Eventually, my animal came to a stop beside the horse. The guy turned toward me, steam coming from his mouth when he opened it. He said, “We heard a couple of days later, after we recovered you, that Phunal was attacked. It's some secret test base or something, right? A lot of people were killed. Some scientist was kidnapped. From the way it went down, sounded like coalition Special Forces at work. The feeling is, you were supposed to be one of them, but something went wrong with the plan. Allah's will. So, they were going to hand you over to the new revolutionary Pakistan government and make trouble for Washington. But then, as you know, we had an unexpected guest. But I suppose you're wondering what a nice boy from New York is doing in a place like this?”

“Yeah, had crossed my mind,” I said, but in truth I was thinking about Butler and Dortmund. They'd killed everyone on that plane. And then they had still followed through on the mission. Why? What the hell was going on?

“Like I said, my cover was blown getting you out anyway, so I guess I can tell you.”

He didn't get around to letting me in on his secret for a little while longer. We'd reached a treacherous part of the road cut into the side of an almost vertical granite face. We dismounted and walked the animals across. My traveling companion had to help me down. I couldn't move — my body had locked up solid.

“As I was about to say, I am Lieutenant Ibrahim al-Wassad, at your service,” he said as we mounted up again with what I hoped was the most dangerous section behind us.

“Pleased to meet you, Lieutenant,” I said through frozen lips burning with cold.

“I was U.S. Army infantry, then U.S. Army intelligence, then CIA, then, hell, now I'm not sure what or who I am. Someone in a back room somewhere found out I had American-Afghan parents, could speak Pashtu and a fair smattering of Dari, worshipped in the Islamic faith, and did pretty well at West Point. Before I knew what was going on, I was given a whirlwind course in spycraft at Langley, then counterterror at Quantico, and rotated into Afghanistan.

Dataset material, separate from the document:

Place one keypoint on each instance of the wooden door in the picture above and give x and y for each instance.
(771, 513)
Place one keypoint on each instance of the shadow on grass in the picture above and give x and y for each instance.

“Three months after that, I'm working deep cover as a schoolteacher in a town up north in the heart of the Pashtun region, saying all the right things about what a great idea jihad is. Two months later, I'm recruited by a remnant of the Taliban. I join the band, and go touring. Over the past six months we've played up and down the border between Afghanistan and Pakistan, looking for action, but not too much action, because the people I'm with at least have the good sense not to go head-to-head with coalition forces. Hit-and-run stuff, mostly. I've done some bad things in the name of this mission… then you drop in and make life difficult.”